In the book "A = B" by Petkovesk, Wilf, and Zeilberger, (downloadable here), the authors provide several algorithmic methods for finding closed forms or recurrences for sums involving e.g. binomial coefficients. Even more exciting, their methods provide seemingly short certificates for the truth of these computer-verified claims. In particular, the WZ method prints a single rational function as such a certificate.

In more detail, here is the broad outline of the WZ method, where I directly quote from page 25 of "A = B":

- Suppose that you wish to prove an identity of the form $\sum_k t(n, k) = rhs(n)$, and let’s assume, for now, that for each n it is true that the summand $t(n, k)$ vanishes for all $k$ outside of some finite interval.
- Divide through by the right hand side, so the identity that you wish to prove now reads as $\sum_k F (n, k) = 1$, where $F (n, k) = t(n, k)/rhs(n)$.
- Let $R(n, k)$ be the rational function that the WZ method provides as the proof of your identity (this is described in Chapter 7 of "A=B"). Define a new function $G(n, k) = R(n, k)F (n, k).$
- You will now observe that the equation $$F (n + 1, k) − F (n, k) = G(n, k + 1) − G(n, k)$$ is true.

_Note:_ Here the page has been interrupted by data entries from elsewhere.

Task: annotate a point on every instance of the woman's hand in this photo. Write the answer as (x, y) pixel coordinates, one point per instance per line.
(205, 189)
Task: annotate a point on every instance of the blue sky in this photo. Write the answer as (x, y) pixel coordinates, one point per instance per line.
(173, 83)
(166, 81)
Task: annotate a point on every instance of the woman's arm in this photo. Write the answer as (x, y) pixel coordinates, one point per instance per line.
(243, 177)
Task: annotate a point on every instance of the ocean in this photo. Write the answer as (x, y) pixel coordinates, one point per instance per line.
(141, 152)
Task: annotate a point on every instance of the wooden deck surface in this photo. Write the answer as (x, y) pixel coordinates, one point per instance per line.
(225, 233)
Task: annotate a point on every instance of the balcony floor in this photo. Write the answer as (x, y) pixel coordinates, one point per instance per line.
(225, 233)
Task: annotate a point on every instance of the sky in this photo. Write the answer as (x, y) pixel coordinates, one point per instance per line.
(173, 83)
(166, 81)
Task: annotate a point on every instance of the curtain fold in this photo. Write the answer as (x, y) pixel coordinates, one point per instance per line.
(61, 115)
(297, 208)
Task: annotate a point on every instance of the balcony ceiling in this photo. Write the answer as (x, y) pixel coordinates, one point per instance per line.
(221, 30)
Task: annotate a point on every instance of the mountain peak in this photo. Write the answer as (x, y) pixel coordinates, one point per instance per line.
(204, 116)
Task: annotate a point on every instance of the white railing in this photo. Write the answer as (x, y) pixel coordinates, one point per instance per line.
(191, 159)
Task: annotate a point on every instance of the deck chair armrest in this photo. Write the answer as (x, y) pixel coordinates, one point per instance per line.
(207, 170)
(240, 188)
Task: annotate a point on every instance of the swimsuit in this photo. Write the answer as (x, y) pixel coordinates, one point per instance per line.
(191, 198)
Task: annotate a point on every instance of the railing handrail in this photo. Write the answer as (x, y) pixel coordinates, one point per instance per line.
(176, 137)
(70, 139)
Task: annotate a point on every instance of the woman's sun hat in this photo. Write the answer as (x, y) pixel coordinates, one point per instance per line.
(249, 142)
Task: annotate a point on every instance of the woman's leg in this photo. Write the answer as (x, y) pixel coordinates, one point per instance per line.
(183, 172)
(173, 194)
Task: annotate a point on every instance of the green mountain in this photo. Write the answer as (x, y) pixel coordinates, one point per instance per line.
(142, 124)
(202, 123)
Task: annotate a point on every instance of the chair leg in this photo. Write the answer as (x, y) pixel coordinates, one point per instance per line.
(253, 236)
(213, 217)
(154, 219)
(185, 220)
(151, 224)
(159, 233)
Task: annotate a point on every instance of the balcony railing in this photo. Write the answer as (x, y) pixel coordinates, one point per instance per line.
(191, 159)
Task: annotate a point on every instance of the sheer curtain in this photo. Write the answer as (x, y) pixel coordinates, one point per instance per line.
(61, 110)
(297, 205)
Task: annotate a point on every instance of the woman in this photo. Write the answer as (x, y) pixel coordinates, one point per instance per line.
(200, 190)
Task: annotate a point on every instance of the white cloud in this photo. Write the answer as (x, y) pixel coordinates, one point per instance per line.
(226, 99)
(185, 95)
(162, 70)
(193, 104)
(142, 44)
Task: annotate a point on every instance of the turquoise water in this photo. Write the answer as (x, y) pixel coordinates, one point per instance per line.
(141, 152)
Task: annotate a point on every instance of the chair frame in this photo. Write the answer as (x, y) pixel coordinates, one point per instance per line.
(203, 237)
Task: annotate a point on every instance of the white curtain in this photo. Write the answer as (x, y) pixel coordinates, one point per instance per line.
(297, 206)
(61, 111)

Sum that equation over all integers $k$, and note that the right side telescopes to 0. The result is that $$\sum_k F (n + 1, k) = \sum_k F (n, k),$$ hence we have shown that $\sum_k F (n, k)$ is independent of $n$, i.e., is constant.
- Verify that the constant is $1$ by checking that $F (0, k) = 1$.

What I want to know is:

Are there known bounds on the length of these certificates $R(n, k)$, in terms of the length of the description of the combinatorial sum in question? If so, what are they?